“The message of the Bible is that the human race is a band of exiles trying to come home”(Tim Keller in Prodigal God).
One of my favorite shows is Long Lost Family (Sunday evenings on TLC). The show was created to help people who have been adopted find their birth mothers, birth fathers, brothers or sisters separated in adoptions. Both of the hosts/interviewers/detectives have been separated from birth parents and have successfully reunited with them.
Many of the shows deal with grown children who were adopted as babies. Most had good lives in loving families. Some knew they were adopted; others learned the secret as adults. All felt a loss of identity. What is my ethnic heritage? Who do I look like? Do my birth parents have the same passion for music I do? (Turns out they did!) Why did they give me up? Each show is memorable because the pain of separation felt by the adoptee and the birth parent begins to heal when they meet again and hear the other’s story.
One show tells the story of a woman who, at the age of ten, began caring for her younger brothers because her single mother wasn’t able to handle the responsibility. Social workers stepped in. She was adopted by one family; the brothers were adopted by another. She deeply grieved their loss. But she also grieved her failure to keep the promise that she would always take care of them. They had a sense they had a sister but didn’t understand why they had to be adopted. Her decades-long search was finally successful and they all began to heal.
In another story, a man in his 30’s tells describes being left in the car in a grocery store parking lot when he was 5. His mother said, “I’ll be right back.” She never returned. He was found, placed in foster care, and then adopted. His mother, who had been arrested for shop lifting, decided not to protest the adoption. She knew that her drug addiction would keep her from being a good mother. Their reunion, a wonderful moment of joy and forgiveness, began the process of healing their feelings of rejection and guilt.
The show has been interesting to me on a deeply personal level. The loss of my chaplain father, who baptized me, left for WWII, and never returned has always been hole in my heart. My mother was emotionally damaged by the loss. She burned his letters and never spoke about him – except to say that her life had been ruined by the loss of this wonderful man. Even as a young child, I intuitively knew not to ask questions about him. As I watch this show, questions come up for me, too. How would my life have been different if he had been there? What character traits did I “inherit” from him? What it would be like having the attention and love of a father? How would I have flourished in this “long-lost family?” Those questions will never be answered, but watching these adults come to terms with their questions has been useful to me.
And now it occurs to me that the Church, the Body of Christ, is a “long-lost family.” Members come together searching for the love and forgiveness and shared life of a family. In many cases they find the family of God and flourish. But in too many cases, the behavior of other members of the family cause separation. People are not welcomed in the family because they are different. The rules of the church and the rigidity of traditions triumph over love. Power can divide and conquer. Amends for hurts, big and small, are never made.
There is hope for these long-lost family members as well!
“It shall come to pass in the latter days
that the mountain of the house of the Lord
shall be established as the highest of the mountains,
and shall be lifted up above the hills;
and all the nations shall flow to it,
and many peoples shall come, and say:
“Come, let us go up to the mountain of the Lord,
to the house of the God of Jacob,
that he may teach us his ways
and that we may walk in his paths” (Isaiah 2:2-3 (ESV).
Rivers of people of every color and culture and personality will come together to climb the mountain to the house of the Lord. And they will find everything they have been longing for.
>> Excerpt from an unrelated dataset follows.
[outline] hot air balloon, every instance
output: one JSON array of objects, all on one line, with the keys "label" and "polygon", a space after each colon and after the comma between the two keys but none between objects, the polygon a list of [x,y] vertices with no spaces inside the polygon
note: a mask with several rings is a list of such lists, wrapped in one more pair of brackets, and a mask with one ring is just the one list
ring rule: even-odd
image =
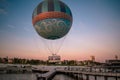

I watched last night and shed enough tears as I listened to the stories. It gives me a new insight into what my Chinese granddaughter experiences now that she’s old enough (15) to know that she’ll never know who her birth parents are. How great that some of these Americans can re-connect with biological family. I’m not sure I can watch very often! But perhaps the emotions will draw me back. Blessings on you as you’ve struggled with your past and thank you for being willing to share your life with others. One day in heaven the pain will be over. What a day that will be!!!
I always use this show as a tonic when I am disgusted with the ways of the world we now live in. We are all part of the river that is marching to Zion – it’s just that some of us get there before the rest.
Karen, I love this.
Thanks, Sally!
Vernon, Great to hear from you again. Long Lost Family is a very moving show. Both my husband and I often end up teary-eyed. I hope you get a chance to see it. When I brought my African-American husband to my church for the first time, he was asked if he was from Africa and then if he was studying at the local seminary. When he answered “no” twice, they asked him, “Then why are you here?” I was heart-broken and he was humiliated. That’s not the Body of Christ.
This sounds like a nice show to watch. I have to check it out.
I grew up without knowing my father and often ask myself those same tough questions.
The church is lost and suffering. I didn’t grow up in the church so a lot of what I’m experience people tell me that’s how it is.
When a Christian don’t speak to another Christian there’s work to be done.